- Directed by: Terence Young
- Screenplay by: Richard Aubrey
- Story by: Robert Graves Richard Aubrey
- Produced by: Nino Crisman Gregorio Sacristán
- Starring: Alena Johnston Sabine Sun Luciana Paluzzi
- Cinematography: Aldo Tonti Alejandro Ulloa [ca]
- Edited by: Roger Dwyre
- Music by: Riz Ortolani
- Distributed by: Cinema International Corporation (France)
- Release date: 1973;
- Running time: 105 minutes
- Countries: Italy France Spain
- Languages: Italian English dub

= War Goddess =

1973 film directed by Terence Young

War Goddess (also known as The Amazons and The Bare-Breasted Warriors) is a 1973 adventure film directed by Terence Young and starring Alena Johnston, Sabine Sun, Rosanna Yanni, Helga Liné, and Luciana Paluzzi. It was a co-production between Italy (where it was released as Le guerriere dal seno nudo), France (where it is known with the title Les amazones), and Spain (where is it is known as Las amazonas).

==Plot==

Set nearly three thousand years ago, the Amazons are a tribe of proud warrior women who have established a female-only state. The film begins with the tribe's tournament to select a new queen. Man-hating Antiope defeats her rival Oreitheia in the final wrestling match and becomes queen. Believing the tribe has become lax, Antiope enforces strict discipline, allowing sexual relations with men only annually for procreation and advocating for a more egalitarian society, which Oreitheia and other high-ranking Amazons oppose, leading Oreitheia to plot against Antiope.

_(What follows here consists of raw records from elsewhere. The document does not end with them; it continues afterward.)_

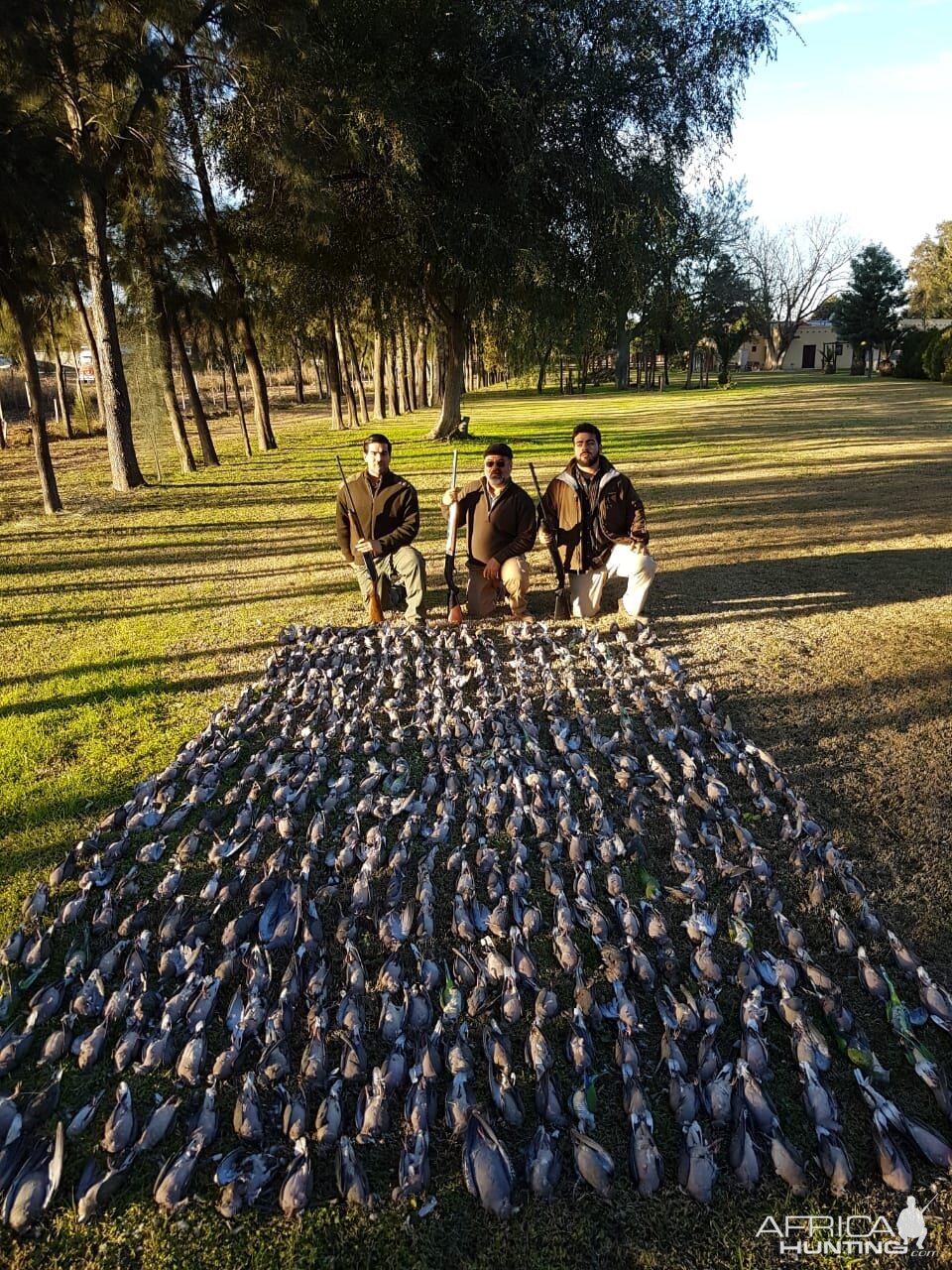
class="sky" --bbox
[721,0,952,266]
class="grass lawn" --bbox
[0,376,952,1270]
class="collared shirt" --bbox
[575,464,602,569]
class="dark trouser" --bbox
[350,548,426,621]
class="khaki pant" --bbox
[568,544,656,617]
[466,557,530,617]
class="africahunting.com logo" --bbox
[757,1195,937,1260]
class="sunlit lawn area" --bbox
[0,376,952,1267]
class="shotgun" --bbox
[443,449,463,626]
[530,463,572,620]
[334,454,384,626]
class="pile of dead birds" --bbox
[0,625,952,1232]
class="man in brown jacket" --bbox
[443,442,536,618]
[539,423,654,617]
[336,432,426,626]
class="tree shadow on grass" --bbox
[0,571,352,630]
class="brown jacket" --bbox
[542,454,649,572]
[443,477,536,569]
[336,471,420,562]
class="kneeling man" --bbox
[539,423,654,618]
[336,432,426,626]
[443,442,536,618]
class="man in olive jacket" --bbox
[443,442,536,620]
[336,432,426,626]
[539,423,654,617]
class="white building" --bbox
[736,318,952,372]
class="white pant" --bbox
[568,544,656,617]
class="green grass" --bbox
[0,376,952,1267]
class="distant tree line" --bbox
[0,0,949,511]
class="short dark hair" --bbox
[572,423,602,445]
[482,441,513,462]
[363,432,394,453]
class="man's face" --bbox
[482,454,513,489]
[572,432,600,467]
[364,441,390,477]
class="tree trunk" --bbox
[334,318,358,428]
[684,344,697,389]
[393,325,413,414]
[291,335,304,405]
[216,320,251,458]
[69,278,103,432]
[427,291,467,441]
[178,67,278,452]
[414,321,429,410]
[69,337,92,437]
[400,318,418,412]
[311,348,325,399]
[153,282,195,472]
[343,320,371,423]
[0,269,62,516]
[47,313,72,441]
[536,344,552,394]
[323,313,344,432]
[373,330,387,419]
[82,176,146,490]
[169,291,219,467]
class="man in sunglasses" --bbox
[443,442,536,620]
[539,423,654,618]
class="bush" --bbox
[923,326,952,384]
[896,327,939,380]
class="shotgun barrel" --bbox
[530,463,571,618]
[443,449,463,626]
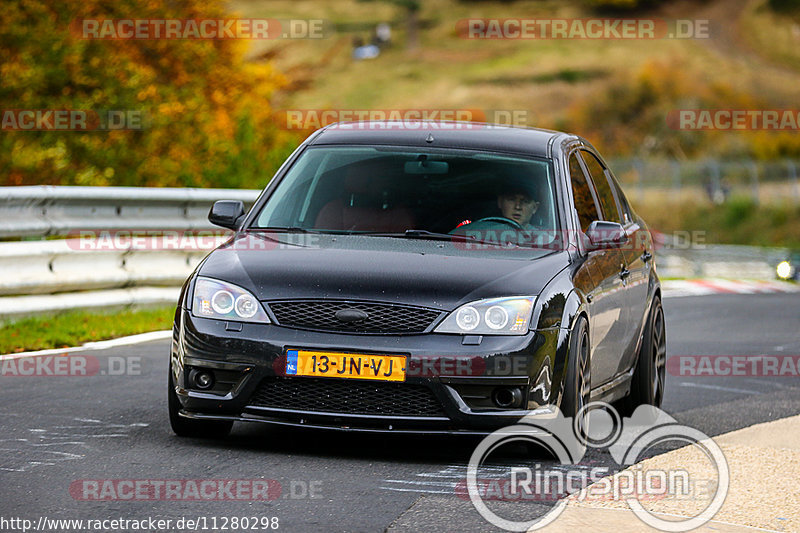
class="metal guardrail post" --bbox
[748,161,760,205]
[786,159,800,205]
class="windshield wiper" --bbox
[360,229,531,248]
[245,226,327,233]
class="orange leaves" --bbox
[0,0,294,187]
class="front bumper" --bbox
[171,310,567,434]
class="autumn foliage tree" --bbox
[0,0,295,188]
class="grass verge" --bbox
[0,307,175,353]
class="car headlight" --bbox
[192,277,269,324]
[434,296,536,335]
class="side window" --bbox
[569,152,600,231]
[581,150,623,224]
[611,174,633,224]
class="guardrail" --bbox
[0,186,788,320]
[0,185,260,238]
[0,186,260,320]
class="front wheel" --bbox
[561,316,592,418]
[625,296,667,413]
[167,368,233,438]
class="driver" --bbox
[497,188,539,229]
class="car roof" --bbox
[307,121,577,157]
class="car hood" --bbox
[198,234,569,311]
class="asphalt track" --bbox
[0,294,800,531]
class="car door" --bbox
[569,151,626,387]
[606,169,653,370]
[581,150,647,372]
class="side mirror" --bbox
[208,200,244,230]
[586,220,628,250]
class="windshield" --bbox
[250,146,558,248]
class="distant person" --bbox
[353,37,381,60]
[372,22,392,48]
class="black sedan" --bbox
[169,122,666,436]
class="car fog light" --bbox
[235,294,258,318]
[456,306,481,331]
[189,370,214,389]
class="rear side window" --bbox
[569,153,600,231]
[581,150,622,224]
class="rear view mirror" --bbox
[586,220,628,249]
[208,200,244,230]
[403,159,450,174]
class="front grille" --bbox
[268,300,441,334]
[250,378,444,416]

Since the tribe lacks men, the Amazons annually hire men from another nation for reproduction, a duty Antiope also participates in. The Amazons then meet Greek soldiers led by King Theseus of Athens for this ceremony. Meanwhile, Oreitheia tries to sabotage Antiope by poisoning her water with aphrodisiac, but her handmaiden drinks it instead. Intrigued by the Amazons, Theseus poses as a low-ranking captain and has sex with Antiope, impregnating her. Much to her surprise, Antiope enjoys the encounter. The next day, during contests between the groups, Antiope injures her leg trying to outdo Theseus in show jumping, preventing her from being intimate with him that night. Theseus apologizes and attempts to change her views on men, but she remains resolute. Secretly developing feelings for Theseus and fearing appearing weak, Antiope orders an early departure.

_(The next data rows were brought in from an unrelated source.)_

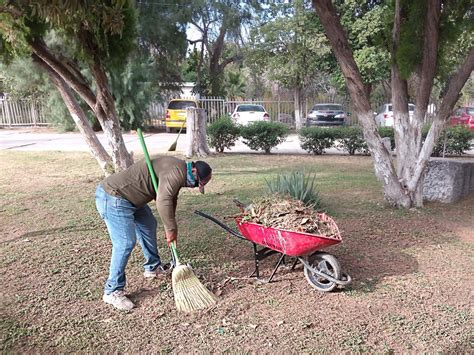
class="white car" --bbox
[375,104,415,127]
[231,104,270,126]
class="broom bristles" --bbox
[172,265,216,313]
[168,142,176,152]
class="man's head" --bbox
[193,160,212,194]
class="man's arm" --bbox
[156,176,180,243]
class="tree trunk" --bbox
[313,0,410,207]
[79,29,133,171]
[293,86,305,129]
[32,54,114,176]
[185,107,211,158]
[30,39,132,171]
[390,0,414,200]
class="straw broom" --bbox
[170,242,217,313]
[137,128,217,313]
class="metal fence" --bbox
[0,99,48,127]
[147,97,295,127]
[0,96,444,128]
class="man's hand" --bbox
[165,230,178,245]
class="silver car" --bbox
[306,104,347,127]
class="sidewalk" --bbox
[0,128,474,157]
[0,128,314,154]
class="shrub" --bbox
[423,126,474,157]
[240,121,289,154]
[379,127,395,150]
[265,171,321,208]
[300,127,338,155]
[337,126,369,155]
[207,116,240,153]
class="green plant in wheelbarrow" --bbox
[265,170,321,209]
[207,116,240,153]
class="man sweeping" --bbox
[96,156,212,310]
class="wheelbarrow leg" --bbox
[291,258,298,271]
[268,254,285,283]
[249,243,260,279]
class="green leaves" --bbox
[241,121,289,154]
[265,170,321,209]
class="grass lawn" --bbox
[0,151,474,353]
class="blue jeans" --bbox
[95,185,161,294]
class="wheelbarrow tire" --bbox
[304,252,341,292]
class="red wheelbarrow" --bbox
[194,207,351,292]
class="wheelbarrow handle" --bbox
[298,256,352,286]
[194,210,247,240]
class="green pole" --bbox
[137,128,180,266]
[137,128,158,193]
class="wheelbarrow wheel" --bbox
[304,252,341,292]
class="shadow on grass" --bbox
[0,224,99,245]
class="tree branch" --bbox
[408,47,474,191]
[415,0,441,122]
[0,6,23,19]
[30,39,96,109]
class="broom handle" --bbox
[137,128,158,194]
[137,128,180,266]
[170,241,181,266]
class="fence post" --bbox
[5,100,12,128]
[30,100,38,127]
[277,92,280,122]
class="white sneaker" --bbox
[143,264,171,279]
[102,290,135,311]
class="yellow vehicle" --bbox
[165,99,199,133]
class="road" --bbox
[0,128,312,154]
[0,128,474,157]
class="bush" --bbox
[337,126,369,155]
[240,121,289,154]
[207,116,240,153]
[265,171,321,208]
[379,127,395,150]
[300,127,339,155]
[423,126,474,157]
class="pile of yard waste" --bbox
[237,195,337,237]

The king suggests a route through the Blue Mountains, inadvertently leading the tribe into a Scythian ambush. Realizing his error, Theseus gathers soldiers to help the Amazons fight off the Scythians. Believing the Greeks orchestrated the attack, the Amazons, led by Oreitheia, raid Scythian villages in retaliation. Over the following months, Theseus falls in love with Antiope and camps near the Amazon city. He saves her from an assassination attempt and later sneaks into her chambers for another encounter, which she reluctantly accepts. Theseus also sends his wife, Queen Phaedra, to the city as a supposed feminist representative from Crete to learn about the Amazon society. Suspicious, Antiope's followers track Phaedra back to Theseus's camp, revealing his deception. Seeing him with another woman, Antiope feels used and ends their relationship, planning revenge. Their cover blown, Theseus and Phaedra return to Athens.

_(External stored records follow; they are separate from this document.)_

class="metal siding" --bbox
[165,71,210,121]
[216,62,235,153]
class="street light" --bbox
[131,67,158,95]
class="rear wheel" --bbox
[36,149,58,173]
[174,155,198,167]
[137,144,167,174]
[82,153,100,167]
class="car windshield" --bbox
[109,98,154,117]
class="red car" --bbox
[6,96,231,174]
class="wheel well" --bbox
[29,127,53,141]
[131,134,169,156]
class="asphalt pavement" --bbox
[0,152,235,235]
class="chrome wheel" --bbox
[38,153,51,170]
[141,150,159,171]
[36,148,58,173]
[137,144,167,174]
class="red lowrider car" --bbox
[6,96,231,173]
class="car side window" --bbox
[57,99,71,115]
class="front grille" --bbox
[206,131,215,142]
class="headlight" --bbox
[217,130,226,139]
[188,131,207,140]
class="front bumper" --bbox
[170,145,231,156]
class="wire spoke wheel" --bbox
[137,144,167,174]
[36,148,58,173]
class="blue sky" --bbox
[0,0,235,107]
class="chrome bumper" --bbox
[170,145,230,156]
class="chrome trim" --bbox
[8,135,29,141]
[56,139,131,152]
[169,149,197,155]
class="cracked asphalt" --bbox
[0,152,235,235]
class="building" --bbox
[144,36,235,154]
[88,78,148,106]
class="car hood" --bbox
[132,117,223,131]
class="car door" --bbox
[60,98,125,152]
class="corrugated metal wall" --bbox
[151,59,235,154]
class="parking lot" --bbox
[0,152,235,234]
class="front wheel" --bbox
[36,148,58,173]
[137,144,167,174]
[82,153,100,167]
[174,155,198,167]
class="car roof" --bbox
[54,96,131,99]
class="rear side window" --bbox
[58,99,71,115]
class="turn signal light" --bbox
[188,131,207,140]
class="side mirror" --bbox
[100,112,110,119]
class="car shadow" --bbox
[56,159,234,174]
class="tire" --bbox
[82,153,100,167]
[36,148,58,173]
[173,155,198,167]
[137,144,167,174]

Antiope gives birth to a son, a disappointment as male children are unwanted by the Amazons and left to die. The apparent loss of her child causes Antiope to become conflicted and more vocal upon Oreitheia's successful return from the Scythian campaign, losing some support among her tribe. Exploiting this, Oreitheia tries to murder Antiope in her sleep, but Antiope anticipates the betrayal. They engage in a nude wrestling match during a thunderstorm, but exhausted, they ultimately embrace and become lovers.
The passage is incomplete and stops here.